Reinforcement Learning Fundamentals

Chapter 22 — Reinforcement Learning Book: Artificial Intelligence: A Modern Approach (Russell & Norvig, 4th ed) Pages: 810–867

The RL Problem

An agent interacts with an environment, receiving rewards, without access to the environment model. It must learn from experience to maximize cumulative reward.

Key distinction from supervised learning: no labeled examples — only reward signals (often sparse, delayed).

Key distinction from planning (MDPs): transition model P(s’|s,a) and reward R(s,a) are unknown — must be learned from experience.

RL Framework

Agent-environment interaction:

State s_t → Action a_t → Reward r_t + Next state s_{t+1} → ...

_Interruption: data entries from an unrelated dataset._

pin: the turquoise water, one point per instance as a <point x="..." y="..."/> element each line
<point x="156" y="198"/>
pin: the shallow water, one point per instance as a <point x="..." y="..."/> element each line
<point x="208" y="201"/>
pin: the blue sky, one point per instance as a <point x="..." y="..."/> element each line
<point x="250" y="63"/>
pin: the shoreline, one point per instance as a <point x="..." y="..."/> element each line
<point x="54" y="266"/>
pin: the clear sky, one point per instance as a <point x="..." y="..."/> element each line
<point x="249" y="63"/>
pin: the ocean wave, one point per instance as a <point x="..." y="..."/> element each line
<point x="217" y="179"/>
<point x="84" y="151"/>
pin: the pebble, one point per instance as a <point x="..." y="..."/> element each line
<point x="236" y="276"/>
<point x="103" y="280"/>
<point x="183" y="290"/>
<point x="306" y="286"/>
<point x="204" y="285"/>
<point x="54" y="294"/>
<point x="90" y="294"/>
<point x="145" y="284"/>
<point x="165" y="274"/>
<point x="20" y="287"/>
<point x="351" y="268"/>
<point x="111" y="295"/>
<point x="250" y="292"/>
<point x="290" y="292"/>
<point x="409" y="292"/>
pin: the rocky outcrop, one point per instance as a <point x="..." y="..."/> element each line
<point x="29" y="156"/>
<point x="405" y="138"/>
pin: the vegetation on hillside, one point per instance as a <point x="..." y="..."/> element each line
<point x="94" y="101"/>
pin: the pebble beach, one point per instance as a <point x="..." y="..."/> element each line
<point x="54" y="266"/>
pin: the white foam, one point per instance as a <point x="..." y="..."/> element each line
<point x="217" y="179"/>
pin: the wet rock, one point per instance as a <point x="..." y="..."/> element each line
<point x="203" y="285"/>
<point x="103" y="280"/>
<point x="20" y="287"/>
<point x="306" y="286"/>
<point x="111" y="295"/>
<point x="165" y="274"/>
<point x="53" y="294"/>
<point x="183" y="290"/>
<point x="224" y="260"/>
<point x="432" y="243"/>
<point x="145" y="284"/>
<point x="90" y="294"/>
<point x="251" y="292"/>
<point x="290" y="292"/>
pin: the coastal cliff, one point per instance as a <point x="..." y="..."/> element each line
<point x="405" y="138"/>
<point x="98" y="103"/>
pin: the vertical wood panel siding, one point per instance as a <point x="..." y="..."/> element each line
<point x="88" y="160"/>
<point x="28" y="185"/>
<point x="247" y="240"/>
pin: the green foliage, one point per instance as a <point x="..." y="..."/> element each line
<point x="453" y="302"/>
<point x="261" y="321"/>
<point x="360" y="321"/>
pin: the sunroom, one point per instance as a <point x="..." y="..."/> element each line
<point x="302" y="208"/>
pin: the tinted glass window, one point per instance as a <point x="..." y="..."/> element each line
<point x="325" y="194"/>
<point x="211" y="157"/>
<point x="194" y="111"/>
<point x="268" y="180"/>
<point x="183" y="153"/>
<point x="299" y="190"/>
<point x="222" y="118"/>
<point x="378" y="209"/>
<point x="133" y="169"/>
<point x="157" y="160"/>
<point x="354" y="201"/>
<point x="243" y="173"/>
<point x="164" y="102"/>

Goal: find policy π that maximizes:

G_t = Σ_{k=0}^∞ γᵏ · r_{t+k+1}    -- return (discounted sum of future rewards)

Value functions (predictions of future reward):

V^π(s) = E_π[G_t | S_t=s]
Q^π(s,a) = E_π[G_t | S_t=s, A_t=a]

Passive RL: Policy Evaluation

Agent follows a fixed policy π and learns V^π from experience.

Temporal Difference (TD) Learning

V(s) ← V(s) + α [r + γ·V(s') - V(s)]

TD target: r + γ·V(s’) — one-step bootstrapped estimate TD error: δ = r + γ·V(s’) - V(s)

TD(0) updates immediately after each step. Converges to V^π with decreasing α.

Monte Carlo: update only at end of episode with actual return G_t. Higher variance, unbiased.

TD(λ): interpolates between TD(0) and MC using eligibility traces.

Active RL: Policy Improvement

Agent must also choose actions to maximize reward.

Exploration vs. Exploitation Tradeoff

Exploit: choose action with highest known value
Explore: try actions to learn better values

ε-greedy: with prob ε choose random action; else choose argmax Q.

Q-Learning (Off-Policy TD Control)

Q(s,a) ← Q(s,a) + α [r + γ·max_{a'} Q(s',a') - Q(s,a)]

Off-policy: target policy = greedy (best known), behavior policy = ε-greedy.

Convergence: to Q* with probability 1 if: 1. Every (s,a) pair visited infinitely often 2. Learning rates α satisfy Σα=∞, Σα²<∞

Proof sketch: Q-learning update = contraction mapping toward Q*; same as value iteration but with samples.

SARSA (On-Policy TD Control)

Q(s,a) ← Q(s,a) + α [r + γ·Q(s',a') - Q(s,a)]

Where a’ is the action actually taken (sampled from current ε-greedy policy).

On-policy: learns Q^π (value of the current policy, not the greedy).

Q-learning is more aggressive (can be unsafe); SARSA is safer (learns to avoid dangerous actions).

Deep Q-Networks (DQN)

Q-table doesn’t scale to large state spaces. Approximate Q(s,a) with a neural network:

Q(s,a; θ) ≈ Q*(s,a)

DQN innovations (Mnih et al., 2015): 1. Experience replay: store transitions in replay buffer; sample random minibatches - Breaks temporal correlations → stabilizes training 2. Target network: separate θ⁻ for targets; update slowly - Prevents chasing a moving target

Loss: L(θ) = E_{(s,a,r,s')~D}[(r + γ·max_{a'} Q(s',a';θ⁻) - Q(s,a;θ))²]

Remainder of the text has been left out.